Republican led school reform in red states is not immune to the anti-multicultural stance of Miller’s DEI rhetoric, which likewise implies that cultural inclusivity, including discussions about systemic racism in the classroom, should be interpreted as a form of ideological indoctrination, that is to say, of "anti-white discrimination." And, as a way to justify it’s plan to enact what many see as unconstitutional changes to the public education system (including biblical indoctrination in public schools), Trump’s unorthodox, policy statement on education deploys the same DEI, "anti-woke" narratives to demonize teachers as a homogeneous group of “radical Marxists maniacs;” and “sinister” “zealots who have infiltrated the federal Department of Education” and who, disinterested in education, are preoccupied with a uniform agenda to secretly turn their students into lesbians and transexuals; with indoctrinating elementary students with “Marxist and gender theory ideology” and “Critical Race Theory” (which is not taught in k-12 schools).
While we have no proof that the goal of k-12 teacher's "multicultural agenda" aims to systematically indoctrinate students with transsexuality and Marxism, GOP officials (many in the Trump administration) have clearly stated how they plan to use schools as an instrument for the indoctrination of biblical christianity and Christian Nationalist principles, which is unconstitutional. Movements to implement this motion have been formally adopted by many red states (Tennessee, Texas, and Louisiana among others). In Texas, the state school board voted to approve a new K-5 curriculum that introduces students to a literalist understanding of Christianity that confuses history with religion. And it should come as no surprise that their policy statements on education mirror the Heritage Foundation’s self-described intent to “embed religious doctrine into almost every part of U.S. law;” and government.
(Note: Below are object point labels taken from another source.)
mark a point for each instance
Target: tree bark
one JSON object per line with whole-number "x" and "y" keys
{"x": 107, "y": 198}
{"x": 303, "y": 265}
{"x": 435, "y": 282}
“Every accusation is a confession,” has become a popular meme to describe the GOP’s attacks on their enemies. Reductive as it is, the phrase makes sense of the role that ideological fantasy plays in the construction of real-life policy decisions, or to put it more simply, the way that ideological “projections” serve to frame and stabilize sense-making practices. No party can lay claim to the notion of a “pure” or “post-ideological” world-view, and yet the MAGA party—whose identity is grounded on the mythical return to a utopian, unidentifiable, past—have made historically brazen use of fantasy as the very basis of it’s political rationale, something exemplified in its accusation that its political enemy is using DEI in education (as in other fields) to delete and replace white people and heterosexuality—particularly heterosexual men, and to weaponize history as a form ‘anti-white discrimination’. This fantasy then becomes an effective, “sense-making” rationale to justify radical reform, like the current wave of biblical and Christian Nationalist indoctrination in public schools, which is contrary to our historical and constitutional understanding of the principles of religious freedom.
As commenters in this community have written in the past, the community of this sub is centered around obsession with identity politics in an aesthetic/performative way. Anyone who actually cares about the abuse of "identity politics" isn't upset that people are talking about them, they're upset that those struggles are being cheapened, co-opted, and watered down by liberalism. Stupidpol's anger isn't about these facts, nor it it about the fact that LGBTQ and women’s struggles are being co-opted by capitalists, it's about the very existence—and validation of—those struggles and demands.